The bigger picture here, though, is that Mobile Commerce is the next "big thing" in retail and Apple and Google are well-positioned to become two very key—if not the key—players. And they won't be playing on the same side.

There are many technical obstacles to M-Commerce, which explains why almost none of the major chains are doing it. We're talking about true M-Commerce here, not using cellphones as research devices or text message devices. The number of sites that are even trying to allow customers to fully purchase an item from their cellphone is tiny.

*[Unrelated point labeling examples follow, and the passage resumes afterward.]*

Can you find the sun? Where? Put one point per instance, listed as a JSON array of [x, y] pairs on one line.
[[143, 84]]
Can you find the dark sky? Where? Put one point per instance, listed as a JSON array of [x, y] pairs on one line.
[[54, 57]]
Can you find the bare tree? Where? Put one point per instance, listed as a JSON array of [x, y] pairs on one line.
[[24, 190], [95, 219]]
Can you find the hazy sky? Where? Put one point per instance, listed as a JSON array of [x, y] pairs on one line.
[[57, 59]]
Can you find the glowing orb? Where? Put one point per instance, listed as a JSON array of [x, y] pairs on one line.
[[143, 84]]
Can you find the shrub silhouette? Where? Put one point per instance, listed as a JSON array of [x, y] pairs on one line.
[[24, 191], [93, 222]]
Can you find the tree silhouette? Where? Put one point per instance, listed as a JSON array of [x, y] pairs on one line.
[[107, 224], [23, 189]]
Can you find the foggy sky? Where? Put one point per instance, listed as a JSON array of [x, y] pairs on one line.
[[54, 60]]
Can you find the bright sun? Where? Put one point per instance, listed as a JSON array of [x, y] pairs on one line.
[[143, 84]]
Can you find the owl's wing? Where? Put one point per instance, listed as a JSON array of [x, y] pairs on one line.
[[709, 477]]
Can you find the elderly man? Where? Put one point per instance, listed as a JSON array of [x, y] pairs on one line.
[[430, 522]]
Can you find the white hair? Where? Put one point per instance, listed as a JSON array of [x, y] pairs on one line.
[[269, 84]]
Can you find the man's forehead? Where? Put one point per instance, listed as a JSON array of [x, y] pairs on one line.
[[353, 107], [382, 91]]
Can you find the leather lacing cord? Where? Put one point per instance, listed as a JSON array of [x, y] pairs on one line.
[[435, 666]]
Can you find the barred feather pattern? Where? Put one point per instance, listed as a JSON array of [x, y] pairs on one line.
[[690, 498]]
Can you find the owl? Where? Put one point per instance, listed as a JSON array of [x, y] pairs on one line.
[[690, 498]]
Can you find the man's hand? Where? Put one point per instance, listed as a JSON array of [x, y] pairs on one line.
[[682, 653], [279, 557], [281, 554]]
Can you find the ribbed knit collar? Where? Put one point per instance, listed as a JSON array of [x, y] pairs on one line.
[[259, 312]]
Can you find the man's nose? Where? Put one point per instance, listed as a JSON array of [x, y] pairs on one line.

But the biggest single obstacle is the lack of standardization, whether it's how an M-commerce URL looks or the GUI rules or where an E-Commerce site declares its mobile version. Standardization has always been a dance, with the companies that are behind pushing aggressively for a standard for the common good, leaving the company with the most sophisticated technology (the one that would have to be dumbed-down to be compliant with the common denominator standard) resisting as hard as it can.

That standards resistor is Apple, whose iPhone has become the de facto standard for what mobile devices should be. (All except that AT&T lock-in, but that's another column.) After having invested and creatively crafted a smartphone that is truly designed to handle M-Commerce, it's going to dig its heels in about standardization.

Meanwhile, back in Mountain View, Google's approach is all about standardization. Beyond that, it wants standardization to be all about the Internet, while it hopes to lock in search and content. In a sense, this is about the Open Google folk in Mountain View versus the Proprietary Apple folk in Cupertino. For two companies that are only a few miles apart geographically, they're lightyears apart philosophically.